The Efficiency Trap
Doing things in advance might save you time...or not.
For the past several months, I’ve been writing posts about time management for writers. The TLDR is that there is no One True System that will solve all your time management woes. Sometimes, the things we do because we think they will save us time just take up more time – but they make us look efficient and On Top of It.
Welcome to the Efficiency Trap
The efficiency trap goes like this. You come up with a system to help you stay on top of all the small tasks – like, maintaining inbox zero, a tidy calendar, and clean countertops – because if you can clear the decks of all the small tasks, you’ll finally have the mental clarity and focus to do the big tasks that really matter to you (like, writing your book).
What ends up happening instead is that the small tasks are Sisyphean. No matter how efficient you get at doing them, you’ll have to do them again. You’ll clean the countertops and two seconds later your toddler will spill juice everywhere. You’ll empty your inbox, and tomorrow it will be full of more Substack newsletters. Additionally, if you work in any kind of collaborative environment, if you demonstrate that you are good at getting the small tasks done (like diligently filling out all the annoying and pointless paperwork) you will get a reputation for being efficient and On Top of It and so you will get tapped to take on more of the small tasks you don’t actually want to do and the big jobs you do want the time and energy for…the time just never seems to manifest.1
The Liberty and Tyranny of Batch Baking
Meal prepping is a classic example of the efficiency trap. For the uninitiated, meal-prepping is the idea of either cooking a bunch of meals on the weekend or doing several hours of mise en place so that weeknight meals come together more quickly. It is often marketed as a time saver, but meal prepping doesn’t actually save you any time or labor, it just re-arranges the labor to be on a day (Saturday or Sunday) when you might have more energy than typical weeknight dinner time.
Sometimes, I have the time/ energy on a weekend to cook several meals in advance so that all I have to do for the rest of the week is re-heat. It's great when that happens, but sometimes, I'd rather use my weekend to relax and not do hours of work just so that I can do different work during the week. Frozen pizza is a great option that actually saves me time and energy!
Batch-baking work can also apply to other types of work – such as writing or grading. Sometimes, batching substack posts and writing a bunch at once and scheduling in advance is super helpful because it means I can have several week periods where substack is mostly on autopilot. (Like now! Most of my January posts were written on a snow day at the beginning of the month and then scheduled out.)
Other times, the time I need to "batch bake" isn't there...but I do have pockets of time (at the last minute) where I can write my post for the week. Sometimes, only having a short amount of time means I will work faster and more efficiently than when I have a long chunk of time.

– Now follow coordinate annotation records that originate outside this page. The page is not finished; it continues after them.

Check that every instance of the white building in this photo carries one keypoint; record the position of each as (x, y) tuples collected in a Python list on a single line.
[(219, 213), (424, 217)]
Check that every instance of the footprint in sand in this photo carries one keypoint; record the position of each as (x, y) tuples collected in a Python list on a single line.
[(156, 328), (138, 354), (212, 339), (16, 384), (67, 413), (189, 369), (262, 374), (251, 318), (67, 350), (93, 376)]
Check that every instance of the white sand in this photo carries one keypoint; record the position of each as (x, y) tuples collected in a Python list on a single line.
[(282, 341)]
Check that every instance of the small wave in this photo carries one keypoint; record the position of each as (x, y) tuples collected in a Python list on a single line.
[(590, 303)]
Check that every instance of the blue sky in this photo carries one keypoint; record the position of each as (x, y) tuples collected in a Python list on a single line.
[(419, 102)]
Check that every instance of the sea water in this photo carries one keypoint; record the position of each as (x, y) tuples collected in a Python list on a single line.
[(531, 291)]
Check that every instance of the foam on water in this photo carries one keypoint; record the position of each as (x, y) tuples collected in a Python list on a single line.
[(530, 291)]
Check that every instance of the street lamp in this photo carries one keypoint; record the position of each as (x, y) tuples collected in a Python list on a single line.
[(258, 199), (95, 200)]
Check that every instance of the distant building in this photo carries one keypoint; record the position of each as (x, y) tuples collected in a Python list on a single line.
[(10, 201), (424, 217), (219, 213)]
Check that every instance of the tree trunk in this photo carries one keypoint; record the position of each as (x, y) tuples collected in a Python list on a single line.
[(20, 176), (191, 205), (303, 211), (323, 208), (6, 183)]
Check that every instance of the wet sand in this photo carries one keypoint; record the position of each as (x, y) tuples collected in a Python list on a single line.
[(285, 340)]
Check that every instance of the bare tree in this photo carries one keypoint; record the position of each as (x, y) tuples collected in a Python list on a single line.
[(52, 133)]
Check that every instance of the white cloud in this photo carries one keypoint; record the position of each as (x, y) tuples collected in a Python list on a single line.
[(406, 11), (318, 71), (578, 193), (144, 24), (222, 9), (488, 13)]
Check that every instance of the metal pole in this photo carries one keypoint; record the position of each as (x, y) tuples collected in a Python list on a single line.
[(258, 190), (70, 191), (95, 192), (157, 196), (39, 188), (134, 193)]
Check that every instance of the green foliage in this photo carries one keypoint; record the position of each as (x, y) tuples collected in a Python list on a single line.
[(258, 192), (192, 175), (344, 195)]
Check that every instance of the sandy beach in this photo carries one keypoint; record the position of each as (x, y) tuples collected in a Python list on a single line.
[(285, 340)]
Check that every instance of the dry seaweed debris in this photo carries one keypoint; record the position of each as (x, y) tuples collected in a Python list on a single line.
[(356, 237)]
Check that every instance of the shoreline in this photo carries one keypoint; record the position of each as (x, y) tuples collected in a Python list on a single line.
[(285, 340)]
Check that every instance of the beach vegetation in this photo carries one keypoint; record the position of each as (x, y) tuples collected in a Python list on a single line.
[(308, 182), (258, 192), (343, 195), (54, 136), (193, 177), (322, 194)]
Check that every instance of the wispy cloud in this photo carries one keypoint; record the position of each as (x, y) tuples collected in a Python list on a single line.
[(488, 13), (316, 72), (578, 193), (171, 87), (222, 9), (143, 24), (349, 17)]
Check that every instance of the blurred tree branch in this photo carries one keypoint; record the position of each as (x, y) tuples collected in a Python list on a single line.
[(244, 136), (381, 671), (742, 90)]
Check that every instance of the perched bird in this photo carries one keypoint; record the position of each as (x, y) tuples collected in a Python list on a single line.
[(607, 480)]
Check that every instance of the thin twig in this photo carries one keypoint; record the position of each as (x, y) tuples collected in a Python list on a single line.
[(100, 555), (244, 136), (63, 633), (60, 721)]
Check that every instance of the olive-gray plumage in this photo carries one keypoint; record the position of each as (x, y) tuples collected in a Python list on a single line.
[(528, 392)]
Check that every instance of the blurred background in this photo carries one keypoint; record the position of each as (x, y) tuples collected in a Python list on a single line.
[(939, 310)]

How Do You Escape the Efficiency Trap?
Sometimes the strategies we use to make our work more efficient (like batch-baking) really do help. And other times, they don’t. The key is to be flexible and to periodically evaluate what is/ isn’t working. If something isn’t working, ditch it! Try something else!
The other crucial piece of escaping the efficiency trap is to think more critically about what you really need to do to function.

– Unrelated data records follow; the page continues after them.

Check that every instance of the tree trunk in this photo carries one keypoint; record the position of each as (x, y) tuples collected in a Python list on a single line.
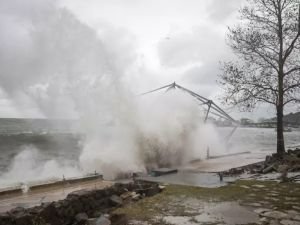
[(280, 137)]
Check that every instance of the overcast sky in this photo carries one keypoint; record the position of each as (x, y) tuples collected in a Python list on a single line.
[(44, 44)]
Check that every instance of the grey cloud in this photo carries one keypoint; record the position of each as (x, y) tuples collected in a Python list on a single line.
[(46, 53), (200, 45), (220, 10)]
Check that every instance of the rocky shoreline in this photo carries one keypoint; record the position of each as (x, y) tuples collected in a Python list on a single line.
[(288, 162), (83, 207)]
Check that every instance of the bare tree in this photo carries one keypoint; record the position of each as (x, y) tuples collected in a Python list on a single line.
[(267, 45)]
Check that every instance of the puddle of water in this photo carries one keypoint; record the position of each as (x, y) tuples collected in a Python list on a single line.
[(232, 213), (179, 220)]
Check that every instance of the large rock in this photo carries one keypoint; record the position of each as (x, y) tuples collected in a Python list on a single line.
[(116, 200), (81, 218), (102, 220)]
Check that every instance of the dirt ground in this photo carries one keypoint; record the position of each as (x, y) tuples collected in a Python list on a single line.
[(240, 202)]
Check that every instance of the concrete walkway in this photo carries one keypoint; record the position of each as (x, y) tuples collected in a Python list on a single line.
[(47, 194)]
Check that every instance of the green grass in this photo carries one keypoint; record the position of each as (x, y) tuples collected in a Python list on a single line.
[(169, 202)]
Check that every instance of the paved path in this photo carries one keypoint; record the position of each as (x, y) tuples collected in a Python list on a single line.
[(46, 194)]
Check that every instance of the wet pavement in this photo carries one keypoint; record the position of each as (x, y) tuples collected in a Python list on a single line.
[(191, 179), (47, 194)]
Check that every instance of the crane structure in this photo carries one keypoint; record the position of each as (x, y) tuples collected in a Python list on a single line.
[(212, 107)]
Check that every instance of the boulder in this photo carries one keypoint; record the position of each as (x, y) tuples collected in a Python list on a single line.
[(102, 220), (81, 218), (115, 200)]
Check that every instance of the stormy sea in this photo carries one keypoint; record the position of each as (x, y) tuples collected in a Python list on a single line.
[(43, 149)]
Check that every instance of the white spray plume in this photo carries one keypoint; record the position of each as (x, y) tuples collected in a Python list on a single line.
[(66, 69)]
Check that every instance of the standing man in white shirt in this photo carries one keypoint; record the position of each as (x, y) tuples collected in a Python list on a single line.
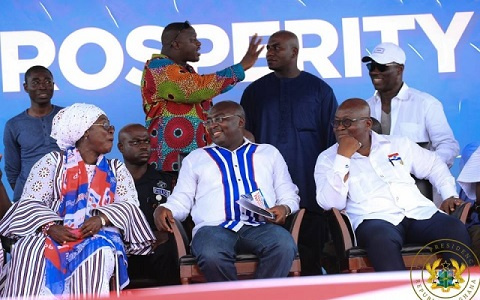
[(405, 111), (210, 182), (368, 175)]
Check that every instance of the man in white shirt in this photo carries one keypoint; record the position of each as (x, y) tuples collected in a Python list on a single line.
[(212, 179), (405, 111), (368, 175)]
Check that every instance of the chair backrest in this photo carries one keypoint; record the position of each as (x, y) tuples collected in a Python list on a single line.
[(345, 229)]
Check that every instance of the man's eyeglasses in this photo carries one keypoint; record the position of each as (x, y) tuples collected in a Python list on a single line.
[(185, 25), (36, 83), (380, 67), (136, 143), (106, 125), (216, 120), (347, 122)]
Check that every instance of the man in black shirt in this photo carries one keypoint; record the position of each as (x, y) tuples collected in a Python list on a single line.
[(153, 188)]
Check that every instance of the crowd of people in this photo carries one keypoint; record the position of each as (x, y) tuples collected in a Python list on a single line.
[(78, 215)]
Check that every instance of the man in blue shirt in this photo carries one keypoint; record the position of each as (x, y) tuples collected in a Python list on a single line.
[(292, 110), (27, 136)]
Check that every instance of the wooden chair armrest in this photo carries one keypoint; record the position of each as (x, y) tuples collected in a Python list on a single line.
[(181, 239), (344, 229), (461, 212), (296, 223)]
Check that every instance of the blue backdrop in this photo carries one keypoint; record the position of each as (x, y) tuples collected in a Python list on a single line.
[(96, 49)]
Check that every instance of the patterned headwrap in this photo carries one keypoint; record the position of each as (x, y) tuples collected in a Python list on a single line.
[(70, 123), (79, 198)]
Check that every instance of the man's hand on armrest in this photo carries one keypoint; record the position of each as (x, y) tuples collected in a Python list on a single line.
[(163, 219), (449, 205), (281, 213)]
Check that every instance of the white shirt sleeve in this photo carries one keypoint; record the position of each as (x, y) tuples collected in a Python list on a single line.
[(329, 176), (470, 175), (441, 135), (285, 190)]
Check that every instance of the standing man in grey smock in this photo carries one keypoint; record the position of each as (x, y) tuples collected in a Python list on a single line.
[(27, 136)]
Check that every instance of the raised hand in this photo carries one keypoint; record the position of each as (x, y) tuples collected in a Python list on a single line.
[(252, 53)]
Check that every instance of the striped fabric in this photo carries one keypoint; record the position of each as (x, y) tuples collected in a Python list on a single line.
[(224, 161), (25, 272)]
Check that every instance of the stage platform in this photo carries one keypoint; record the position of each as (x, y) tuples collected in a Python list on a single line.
[(389, 285)]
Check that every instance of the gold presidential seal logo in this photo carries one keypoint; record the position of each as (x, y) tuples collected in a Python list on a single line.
[(446, 271)]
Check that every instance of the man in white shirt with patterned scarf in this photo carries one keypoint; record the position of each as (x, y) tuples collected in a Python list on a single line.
[(368, 175), (210, 182)]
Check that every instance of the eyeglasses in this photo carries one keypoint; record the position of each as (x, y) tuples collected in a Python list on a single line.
[(216, 120), (185, 25), (36, 83), (106, 125), (136, 143), (347, 122), (380, 67)]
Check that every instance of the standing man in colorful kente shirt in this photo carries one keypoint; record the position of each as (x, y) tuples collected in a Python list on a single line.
[(176, 98)]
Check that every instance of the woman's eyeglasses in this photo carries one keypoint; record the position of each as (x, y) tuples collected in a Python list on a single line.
[(380, 67), (106, 125)]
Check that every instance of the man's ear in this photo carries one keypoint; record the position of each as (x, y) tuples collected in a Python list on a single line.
[(295, 51), (241, 122)]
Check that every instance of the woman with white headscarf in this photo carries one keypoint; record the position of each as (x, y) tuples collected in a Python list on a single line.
[(77, 209)]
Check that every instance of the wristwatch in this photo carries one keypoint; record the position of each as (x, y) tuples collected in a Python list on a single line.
[(103, 221), (288, 211)]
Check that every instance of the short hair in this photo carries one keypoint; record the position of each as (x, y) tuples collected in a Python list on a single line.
[(35, 69), (173, 29), (376, 126)]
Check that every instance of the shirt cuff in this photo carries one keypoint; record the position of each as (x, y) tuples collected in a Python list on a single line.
[(341, 165), (447, 192)]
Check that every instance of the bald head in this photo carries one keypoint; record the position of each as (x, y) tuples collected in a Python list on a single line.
[(357, 105), (289, 37)]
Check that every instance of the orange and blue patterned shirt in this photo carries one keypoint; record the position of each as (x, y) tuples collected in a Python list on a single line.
[(176, 100)]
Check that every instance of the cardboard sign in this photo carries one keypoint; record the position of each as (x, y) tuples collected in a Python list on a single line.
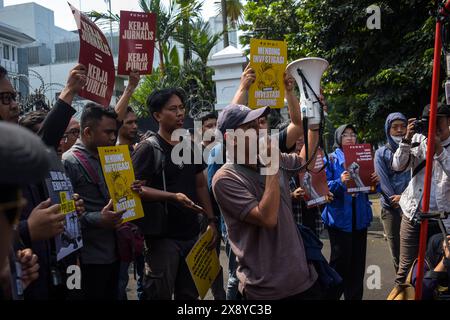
[(203, 264), (96, 56), (60, 191), (268, 58), (119, 175), (315, 183), (359, 163), (137, 42)]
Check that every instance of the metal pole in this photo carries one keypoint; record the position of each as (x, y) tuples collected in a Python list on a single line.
[(110, 28), (430, 149)]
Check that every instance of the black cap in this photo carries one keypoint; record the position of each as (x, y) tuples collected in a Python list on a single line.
[(235, 115), (443, 111), (24, 157)]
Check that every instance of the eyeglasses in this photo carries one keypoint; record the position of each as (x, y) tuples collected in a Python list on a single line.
[(73, 132), (8, 97)]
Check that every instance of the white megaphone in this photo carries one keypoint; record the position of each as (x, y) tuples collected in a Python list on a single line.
[(312, 70)]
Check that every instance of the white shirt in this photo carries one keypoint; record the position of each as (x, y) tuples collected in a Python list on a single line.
[(407, 157)]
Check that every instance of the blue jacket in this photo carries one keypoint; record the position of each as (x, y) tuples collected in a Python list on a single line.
[(392, 182), (338, 213)]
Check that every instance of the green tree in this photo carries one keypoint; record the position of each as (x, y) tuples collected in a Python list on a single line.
[(372, 72), (202, 40)]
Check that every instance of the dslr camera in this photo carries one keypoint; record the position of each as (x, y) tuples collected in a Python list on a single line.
[(421, 126)]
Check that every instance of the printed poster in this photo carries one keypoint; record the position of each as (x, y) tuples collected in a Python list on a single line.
[(268, 58), (60, 191), (137, 42), (119, 175), (314, 183), (203, 264), (359, 163), (96, 55)]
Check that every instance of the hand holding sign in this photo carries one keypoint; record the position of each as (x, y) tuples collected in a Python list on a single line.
[(76, 81), (133, 80), (111, 219)]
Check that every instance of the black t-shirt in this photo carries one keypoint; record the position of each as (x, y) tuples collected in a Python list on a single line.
[(183, 222)]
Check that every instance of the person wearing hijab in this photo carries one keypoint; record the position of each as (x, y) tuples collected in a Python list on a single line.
[(392, 183), (347, 218)]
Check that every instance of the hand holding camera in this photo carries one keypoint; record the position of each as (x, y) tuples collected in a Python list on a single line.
[(411, 129)]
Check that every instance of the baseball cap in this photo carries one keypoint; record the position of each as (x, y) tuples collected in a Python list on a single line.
[(443, 110), (235, 115)]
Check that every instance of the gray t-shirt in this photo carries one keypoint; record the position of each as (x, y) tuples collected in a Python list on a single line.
[(272, 261)]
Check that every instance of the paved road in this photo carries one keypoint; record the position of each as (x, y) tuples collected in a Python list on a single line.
[(378, 262)]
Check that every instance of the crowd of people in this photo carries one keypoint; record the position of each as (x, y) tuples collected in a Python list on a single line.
[(261, 218)]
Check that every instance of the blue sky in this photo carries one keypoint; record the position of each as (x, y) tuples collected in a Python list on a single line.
[(64, 19)]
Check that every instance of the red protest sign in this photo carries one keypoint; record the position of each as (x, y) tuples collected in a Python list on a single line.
[(137, 42), (359, 163), (96, 55)]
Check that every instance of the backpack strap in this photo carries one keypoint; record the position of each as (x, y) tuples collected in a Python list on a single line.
[(159, 162), (86, 166), (92, 173), (419, 168)]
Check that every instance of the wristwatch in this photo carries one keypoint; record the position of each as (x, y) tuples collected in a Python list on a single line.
[(407, 141), (213, 220)]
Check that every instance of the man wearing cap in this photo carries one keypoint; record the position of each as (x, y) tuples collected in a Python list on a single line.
[(258, 213), (24, 160), (287, 140), (411, 155)]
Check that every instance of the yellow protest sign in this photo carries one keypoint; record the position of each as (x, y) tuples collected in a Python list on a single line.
[(67, 205), (268, 58), (119, 175), (203, 264)]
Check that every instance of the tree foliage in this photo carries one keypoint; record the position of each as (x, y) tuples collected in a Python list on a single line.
[(372, 72)]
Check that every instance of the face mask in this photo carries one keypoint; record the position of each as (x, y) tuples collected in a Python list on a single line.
[(397, 139)]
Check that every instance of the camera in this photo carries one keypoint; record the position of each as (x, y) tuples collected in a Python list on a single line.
[(421, 126)]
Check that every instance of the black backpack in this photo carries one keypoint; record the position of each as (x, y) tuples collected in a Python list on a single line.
[(155, 221)]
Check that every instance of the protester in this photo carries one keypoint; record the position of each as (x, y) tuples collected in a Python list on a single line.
[(436, 281), (128, 132), (33, 120), (99, 259), (181, 191), (128, 135), (39, 221), (287, 140), (410, 157), (261, 230), (392, 183), (347, 218), (209, 123), (70, 136), (16, 169)]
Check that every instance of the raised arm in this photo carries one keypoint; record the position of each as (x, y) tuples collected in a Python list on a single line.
[(122, 104), (248, 77)]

Do you need a perfectly tidy desk?
Do you need an empty and organized inbox?
Do you need stackable boxes of rainbow pre-chopped veggies in your fridge?
Maybe you do! But maybe, you don’t. Maybe you can get away with not doing the Sisyphean tasks daily but can instead do them weekly or monthly. Maybe you don’t need a system or a plan at all, and you’ll be just fine following your intuition and cognitive energy.

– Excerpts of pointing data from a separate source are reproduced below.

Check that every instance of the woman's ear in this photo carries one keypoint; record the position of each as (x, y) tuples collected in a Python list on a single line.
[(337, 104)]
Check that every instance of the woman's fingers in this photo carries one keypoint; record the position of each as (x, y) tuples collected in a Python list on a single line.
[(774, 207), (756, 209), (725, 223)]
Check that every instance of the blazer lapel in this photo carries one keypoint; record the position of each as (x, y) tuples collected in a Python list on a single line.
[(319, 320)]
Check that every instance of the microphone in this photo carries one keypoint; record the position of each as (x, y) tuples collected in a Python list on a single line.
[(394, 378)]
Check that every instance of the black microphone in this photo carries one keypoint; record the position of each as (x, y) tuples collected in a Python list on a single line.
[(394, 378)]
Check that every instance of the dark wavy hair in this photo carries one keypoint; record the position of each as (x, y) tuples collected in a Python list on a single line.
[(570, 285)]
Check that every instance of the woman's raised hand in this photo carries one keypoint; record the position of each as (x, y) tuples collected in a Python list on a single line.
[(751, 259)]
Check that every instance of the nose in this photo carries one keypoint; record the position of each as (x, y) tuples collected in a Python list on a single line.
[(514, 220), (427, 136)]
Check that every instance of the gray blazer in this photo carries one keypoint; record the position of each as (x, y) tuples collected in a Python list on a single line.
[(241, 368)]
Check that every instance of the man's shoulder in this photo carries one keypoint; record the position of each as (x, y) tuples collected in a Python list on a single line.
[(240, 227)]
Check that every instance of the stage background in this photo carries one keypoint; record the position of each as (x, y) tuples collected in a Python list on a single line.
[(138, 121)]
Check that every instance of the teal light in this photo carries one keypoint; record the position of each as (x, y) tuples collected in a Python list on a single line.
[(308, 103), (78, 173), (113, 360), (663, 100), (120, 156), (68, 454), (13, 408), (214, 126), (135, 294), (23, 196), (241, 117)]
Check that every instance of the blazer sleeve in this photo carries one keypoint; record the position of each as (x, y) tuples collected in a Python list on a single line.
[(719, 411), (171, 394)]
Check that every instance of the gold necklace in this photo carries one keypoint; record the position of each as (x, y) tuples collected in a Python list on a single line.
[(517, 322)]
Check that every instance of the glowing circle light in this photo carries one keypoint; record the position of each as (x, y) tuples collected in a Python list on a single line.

Maybe you can handle more chaos than you’ve let yourself believe.
For more on the efficiency trap, check out Oliver Burkeman’s Four Thousand Weeks.




Oh, I so understand this. I've caught myself in the past doing too many housekeeping chores, whether around the house or within my digital spaces, often as an avoidance strategy, e.g. "I'll be able to write if the desk is clean." I'm more inclined now to batch those tasks--like catching up on Substack posts that I've been wanting to comment on, like yours. :)
When I first worked at Microsoft years ago and commuted by bus, I noticed how productive I became in the last 45 minutes of the day when I had the hard stop of the bus schedule. When I started working from home (long before COVID), I had to find ways to get into the same space.
I like to think nowadays in terms not of efficiency, but effectiveness. And sometimes effectiveness really does mean letting a bunch of other stuff slide or just get messy!
As for real batch-baking, my wife and I prep a lot of freezer meals, batching them up every few weeks. Her work often keeps her out later and the freezer meals make it easy for me to drop one (thawed) into the Instant Pot and quickly pull together veggies or simple sides. It's been working well.